Does it work? Well, all right, not always. Sometimes it looks too far afield, so part of the foreground might get filled with sky; sometimes it behaves like a clone tool newbie, creating obvious repeats and leaving hard lines around edits. (You can help avoid the latter by feathering your selection.) And it can take half a minute or so to complete.

So why are we excited about it? Because when it does work, it saves loads of time on a very common task. A quick drag and a click removes unwanted elements from irregular surroundings. You might have to fix a glitch here and there, but the donkey work is done. And it's not only good for patching over objects.
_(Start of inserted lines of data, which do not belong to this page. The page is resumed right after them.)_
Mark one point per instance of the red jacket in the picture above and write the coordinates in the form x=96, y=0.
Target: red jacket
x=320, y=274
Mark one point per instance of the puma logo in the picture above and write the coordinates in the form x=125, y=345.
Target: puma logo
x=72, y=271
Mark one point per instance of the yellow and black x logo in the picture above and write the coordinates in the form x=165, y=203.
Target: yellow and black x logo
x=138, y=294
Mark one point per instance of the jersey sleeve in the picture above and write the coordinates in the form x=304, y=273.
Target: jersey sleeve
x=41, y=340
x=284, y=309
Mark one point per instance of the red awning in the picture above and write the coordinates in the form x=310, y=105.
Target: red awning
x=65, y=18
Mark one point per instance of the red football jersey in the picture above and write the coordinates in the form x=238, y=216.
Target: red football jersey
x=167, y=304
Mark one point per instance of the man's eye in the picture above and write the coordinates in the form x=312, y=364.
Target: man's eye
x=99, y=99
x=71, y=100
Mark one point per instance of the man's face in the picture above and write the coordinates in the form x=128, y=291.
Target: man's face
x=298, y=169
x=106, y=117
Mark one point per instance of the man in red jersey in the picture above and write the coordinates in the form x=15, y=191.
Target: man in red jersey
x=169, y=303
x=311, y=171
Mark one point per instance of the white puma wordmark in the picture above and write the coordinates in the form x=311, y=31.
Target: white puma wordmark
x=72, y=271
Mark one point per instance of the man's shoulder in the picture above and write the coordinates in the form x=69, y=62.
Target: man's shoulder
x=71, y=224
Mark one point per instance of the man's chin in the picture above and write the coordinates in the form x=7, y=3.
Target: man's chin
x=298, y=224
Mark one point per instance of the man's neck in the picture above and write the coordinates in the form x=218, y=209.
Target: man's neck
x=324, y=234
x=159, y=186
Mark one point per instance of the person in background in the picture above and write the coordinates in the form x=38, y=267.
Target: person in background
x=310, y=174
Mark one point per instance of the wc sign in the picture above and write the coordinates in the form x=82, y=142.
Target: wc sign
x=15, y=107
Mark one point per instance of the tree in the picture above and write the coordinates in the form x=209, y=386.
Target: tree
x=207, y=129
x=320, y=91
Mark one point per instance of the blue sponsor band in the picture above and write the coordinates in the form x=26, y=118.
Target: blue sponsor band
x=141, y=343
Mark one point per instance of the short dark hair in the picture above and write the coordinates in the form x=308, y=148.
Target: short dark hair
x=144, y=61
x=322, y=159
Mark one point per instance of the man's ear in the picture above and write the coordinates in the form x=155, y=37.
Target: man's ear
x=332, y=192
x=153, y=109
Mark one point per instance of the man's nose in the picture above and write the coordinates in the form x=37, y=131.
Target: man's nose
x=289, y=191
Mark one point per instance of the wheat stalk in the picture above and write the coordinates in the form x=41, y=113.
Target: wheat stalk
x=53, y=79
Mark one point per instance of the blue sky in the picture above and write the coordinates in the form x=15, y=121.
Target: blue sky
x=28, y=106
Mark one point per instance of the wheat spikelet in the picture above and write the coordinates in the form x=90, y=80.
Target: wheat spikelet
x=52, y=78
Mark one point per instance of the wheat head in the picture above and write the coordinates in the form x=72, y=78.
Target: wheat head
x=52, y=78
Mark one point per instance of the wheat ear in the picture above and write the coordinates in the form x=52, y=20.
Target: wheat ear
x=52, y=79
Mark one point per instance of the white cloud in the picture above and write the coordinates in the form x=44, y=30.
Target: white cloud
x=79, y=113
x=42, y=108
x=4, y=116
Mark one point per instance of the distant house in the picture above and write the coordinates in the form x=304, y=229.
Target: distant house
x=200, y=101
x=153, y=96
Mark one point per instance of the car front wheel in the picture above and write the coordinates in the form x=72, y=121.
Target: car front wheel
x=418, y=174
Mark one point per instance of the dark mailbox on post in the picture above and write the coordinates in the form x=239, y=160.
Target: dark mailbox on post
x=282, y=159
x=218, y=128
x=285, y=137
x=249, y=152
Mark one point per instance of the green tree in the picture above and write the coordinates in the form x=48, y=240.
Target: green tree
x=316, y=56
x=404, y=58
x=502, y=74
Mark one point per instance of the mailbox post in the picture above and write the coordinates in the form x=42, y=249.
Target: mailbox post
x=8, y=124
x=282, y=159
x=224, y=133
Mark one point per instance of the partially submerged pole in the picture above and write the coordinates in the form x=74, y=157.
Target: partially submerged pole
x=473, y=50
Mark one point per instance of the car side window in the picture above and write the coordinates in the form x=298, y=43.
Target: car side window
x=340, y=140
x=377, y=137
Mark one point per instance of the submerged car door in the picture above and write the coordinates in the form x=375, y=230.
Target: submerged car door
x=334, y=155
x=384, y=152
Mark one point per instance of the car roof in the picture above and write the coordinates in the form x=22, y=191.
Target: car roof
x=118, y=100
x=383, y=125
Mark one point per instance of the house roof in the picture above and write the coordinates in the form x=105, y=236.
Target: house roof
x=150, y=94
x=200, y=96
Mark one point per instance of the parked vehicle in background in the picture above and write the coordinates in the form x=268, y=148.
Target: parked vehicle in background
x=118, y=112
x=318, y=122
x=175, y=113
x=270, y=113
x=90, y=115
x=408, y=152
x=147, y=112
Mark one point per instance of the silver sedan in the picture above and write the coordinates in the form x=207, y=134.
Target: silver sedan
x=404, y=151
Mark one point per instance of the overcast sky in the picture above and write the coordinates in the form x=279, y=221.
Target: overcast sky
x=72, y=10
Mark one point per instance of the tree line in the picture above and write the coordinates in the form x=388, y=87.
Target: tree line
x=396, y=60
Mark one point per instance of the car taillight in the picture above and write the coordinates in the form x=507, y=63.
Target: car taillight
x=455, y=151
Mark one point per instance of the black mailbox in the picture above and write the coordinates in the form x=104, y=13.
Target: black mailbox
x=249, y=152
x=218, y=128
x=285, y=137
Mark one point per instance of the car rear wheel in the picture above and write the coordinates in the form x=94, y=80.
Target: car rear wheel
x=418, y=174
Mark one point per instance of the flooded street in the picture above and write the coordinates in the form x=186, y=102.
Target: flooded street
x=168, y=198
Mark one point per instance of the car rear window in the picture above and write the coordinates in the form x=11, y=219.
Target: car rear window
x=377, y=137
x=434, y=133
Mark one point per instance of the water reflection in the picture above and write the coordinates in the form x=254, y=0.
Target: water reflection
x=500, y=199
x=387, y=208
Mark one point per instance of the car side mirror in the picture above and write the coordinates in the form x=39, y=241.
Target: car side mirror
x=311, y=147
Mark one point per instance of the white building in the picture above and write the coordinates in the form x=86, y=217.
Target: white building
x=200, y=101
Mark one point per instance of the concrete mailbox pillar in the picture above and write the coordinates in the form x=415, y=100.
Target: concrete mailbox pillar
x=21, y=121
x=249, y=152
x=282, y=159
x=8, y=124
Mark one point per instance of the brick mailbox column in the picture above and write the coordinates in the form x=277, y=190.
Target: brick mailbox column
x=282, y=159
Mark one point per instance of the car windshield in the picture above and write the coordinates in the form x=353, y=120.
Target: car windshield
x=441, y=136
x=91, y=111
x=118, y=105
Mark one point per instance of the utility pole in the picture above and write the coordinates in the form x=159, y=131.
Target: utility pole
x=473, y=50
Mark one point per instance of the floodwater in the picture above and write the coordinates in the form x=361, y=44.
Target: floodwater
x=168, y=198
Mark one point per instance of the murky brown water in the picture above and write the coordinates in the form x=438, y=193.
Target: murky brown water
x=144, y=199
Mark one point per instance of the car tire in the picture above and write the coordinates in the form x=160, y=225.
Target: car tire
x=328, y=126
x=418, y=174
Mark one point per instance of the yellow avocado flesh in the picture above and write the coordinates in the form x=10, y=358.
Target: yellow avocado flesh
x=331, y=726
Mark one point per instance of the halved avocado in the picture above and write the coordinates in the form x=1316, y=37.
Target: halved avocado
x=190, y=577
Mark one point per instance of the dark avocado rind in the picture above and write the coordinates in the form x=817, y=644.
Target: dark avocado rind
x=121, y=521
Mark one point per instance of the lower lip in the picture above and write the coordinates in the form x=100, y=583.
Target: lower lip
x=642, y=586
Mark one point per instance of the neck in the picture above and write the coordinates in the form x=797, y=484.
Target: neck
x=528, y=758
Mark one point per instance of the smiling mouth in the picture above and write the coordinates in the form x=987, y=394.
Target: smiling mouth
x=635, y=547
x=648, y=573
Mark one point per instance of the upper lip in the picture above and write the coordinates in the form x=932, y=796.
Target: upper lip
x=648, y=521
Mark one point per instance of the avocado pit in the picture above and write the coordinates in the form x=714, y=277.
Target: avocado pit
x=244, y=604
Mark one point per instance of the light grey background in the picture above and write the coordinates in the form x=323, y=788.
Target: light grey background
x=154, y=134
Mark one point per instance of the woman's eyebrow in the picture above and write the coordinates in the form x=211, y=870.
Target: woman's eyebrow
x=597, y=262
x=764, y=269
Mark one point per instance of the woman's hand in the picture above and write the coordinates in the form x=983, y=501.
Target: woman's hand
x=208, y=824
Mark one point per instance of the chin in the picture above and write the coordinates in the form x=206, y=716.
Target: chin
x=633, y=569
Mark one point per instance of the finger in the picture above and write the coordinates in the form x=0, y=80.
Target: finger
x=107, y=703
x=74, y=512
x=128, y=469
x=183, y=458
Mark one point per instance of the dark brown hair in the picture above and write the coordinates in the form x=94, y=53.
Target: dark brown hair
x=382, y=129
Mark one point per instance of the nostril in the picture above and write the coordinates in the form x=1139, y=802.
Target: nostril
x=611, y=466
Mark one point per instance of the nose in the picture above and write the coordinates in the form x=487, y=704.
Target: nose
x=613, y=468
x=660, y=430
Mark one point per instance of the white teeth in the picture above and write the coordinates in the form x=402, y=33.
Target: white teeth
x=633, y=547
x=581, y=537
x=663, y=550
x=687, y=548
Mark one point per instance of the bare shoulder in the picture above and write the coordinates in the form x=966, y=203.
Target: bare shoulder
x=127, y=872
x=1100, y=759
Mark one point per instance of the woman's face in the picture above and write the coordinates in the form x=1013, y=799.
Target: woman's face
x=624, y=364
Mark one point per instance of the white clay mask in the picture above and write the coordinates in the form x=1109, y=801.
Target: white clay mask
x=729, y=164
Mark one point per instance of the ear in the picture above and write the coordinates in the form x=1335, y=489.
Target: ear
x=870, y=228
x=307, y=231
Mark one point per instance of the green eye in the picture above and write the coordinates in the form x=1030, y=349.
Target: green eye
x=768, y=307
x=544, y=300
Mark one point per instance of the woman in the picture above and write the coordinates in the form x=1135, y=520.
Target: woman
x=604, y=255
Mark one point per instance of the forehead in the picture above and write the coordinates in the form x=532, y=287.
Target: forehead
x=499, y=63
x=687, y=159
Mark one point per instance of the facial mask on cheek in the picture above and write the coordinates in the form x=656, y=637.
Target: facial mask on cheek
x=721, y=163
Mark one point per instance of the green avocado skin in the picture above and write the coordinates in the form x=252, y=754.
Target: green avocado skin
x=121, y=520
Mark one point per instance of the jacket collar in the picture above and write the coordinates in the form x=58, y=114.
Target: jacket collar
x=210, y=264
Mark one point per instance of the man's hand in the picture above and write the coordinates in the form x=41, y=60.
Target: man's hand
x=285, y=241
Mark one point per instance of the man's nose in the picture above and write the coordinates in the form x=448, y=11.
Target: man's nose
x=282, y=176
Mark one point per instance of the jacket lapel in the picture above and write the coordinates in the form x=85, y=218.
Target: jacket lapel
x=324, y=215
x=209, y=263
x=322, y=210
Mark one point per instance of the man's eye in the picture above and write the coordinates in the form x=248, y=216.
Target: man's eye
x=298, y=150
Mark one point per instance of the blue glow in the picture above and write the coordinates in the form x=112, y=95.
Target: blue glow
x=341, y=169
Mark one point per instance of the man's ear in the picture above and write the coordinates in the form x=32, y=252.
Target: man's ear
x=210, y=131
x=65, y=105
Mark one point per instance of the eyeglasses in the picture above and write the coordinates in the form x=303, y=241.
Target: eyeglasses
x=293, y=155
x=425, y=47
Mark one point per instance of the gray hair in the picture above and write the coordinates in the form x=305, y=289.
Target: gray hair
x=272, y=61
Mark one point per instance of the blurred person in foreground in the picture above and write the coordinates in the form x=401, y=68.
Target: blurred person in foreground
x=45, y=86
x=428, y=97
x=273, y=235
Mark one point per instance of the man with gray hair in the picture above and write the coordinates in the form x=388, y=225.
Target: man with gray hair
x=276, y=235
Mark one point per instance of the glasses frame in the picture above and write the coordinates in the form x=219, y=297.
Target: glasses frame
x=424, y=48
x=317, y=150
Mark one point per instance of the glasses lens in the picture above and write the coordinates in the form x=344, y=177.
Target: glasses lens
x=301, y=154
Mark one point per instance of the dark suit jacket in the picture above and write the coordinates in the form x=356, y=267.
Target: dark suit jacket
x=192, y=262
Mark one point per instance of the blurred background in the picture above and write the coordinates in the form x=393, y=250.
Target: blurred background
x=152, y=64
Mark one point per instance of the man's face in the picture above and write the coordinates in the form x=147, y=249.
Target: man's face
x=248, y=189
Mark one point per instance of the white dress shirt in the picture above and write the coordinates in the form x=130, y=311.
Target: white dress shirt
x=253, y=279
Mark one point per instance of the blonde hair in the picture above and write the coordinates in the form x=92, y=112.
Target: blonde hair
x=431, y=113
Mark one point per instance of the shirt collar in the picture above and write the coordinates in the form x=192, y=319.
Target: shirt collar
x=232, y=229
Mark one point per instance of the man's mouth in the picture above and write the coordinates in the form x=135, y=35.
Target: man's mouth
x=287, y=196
When you've rotated a picture or stitched it together from multiple shots, you'll have an odd-shaped empty area around it. Instead of cropping this off, you can Content-Aware Fill it. This sounds mad, but often it works miraculously well, as you can see on the right.

Although we've picked Content-Aware Fill as our most exciting feature of Photoshop CS5, it was a close race: Puppet Warp is a new reshaping tool that's more precise than Liquify, and HDR Toning creates stunning tone-mapping effects.

The new Refine Edge tools may finally make it practical to cut out impossible subjects like wispy hair without third-party add-ons; the Mixer Brush brings wet blending to Photoshop for the first time; and for Extended users, Repoussè is a 3D extrusion tool reminiscent of Adobe Dimensions. Oh, and DSLR snappers not only get Adobe Camera Raw 6, but also smarter lens correction filters which can be profiled for any lens.

2. Greater control in Illustrator

For original artwork, scalable logos and eyepopping technical illustrations, vector drawing is an essential pro graphics skill.

While Illustrator has never pretended to make it easy, it has offered a growing range of ways to bring life to your basic skeleton of vector paths. But the devil is in the detail: ironing out the kinks and achieving perfection can prove almost impossible – and vector artists are nothing if not perfectionists. That's why they're going to like CS5.

CS5 illustrator

ALL ANGLES: Illustrator CS5 can deal with perspective impressively

Among its innovations is a bunch of ways to tweak what you've drawn. First among them is variable width strokes. It's long been possible to draw lines that vary along their length by applying a tapering brush. Now you can click to add width points to any path and drag handles to widen it at that point.

Effects scale to follow. Dashes, arrowheads and complex brushes gain comprehensive controls, ensuring they stretch and repeat as you intended.

And with 9-slice scaling, you can draw objects such as labelled buttons that scale intelligently: for example, preserving the roundness of corners and proportions of text while adjusting in length to fit another space.

3. Introducing Flash Catalyst

Flash is popular with graphic designers as a way to get into interactive media through their creative skills rather than from a programming background. But the more capable Flash gets, the harder it looks to newcomers. If you just want to make a simple animation that displays stuff when a user clicks buttons, help is at hand.

Flash Pro itself comes with Code Snippets to help you do more without having to write your own ActionScript.

And new to Creative Suite is Flash Catalyst, which adds interaction and animation to artwork you create in Photoshop, Fireworks (the graphics optimiser and web prototyper included with CS) and Illustrator, or indeed video from Premiere Pro and AfterEffects.

The end result can be an SWF file or an Adobe AIR app, both compatible with a variety of platforms. Flash Catalyst lets you design interactive content without the code. It does have a code view for tinkerers; it also integrates with Flash Builder to add more technical functionality, such as accessing database content.

And finally, it gets away from Flash Pro's timeline-based approach, which can confuse simple projects. Promising.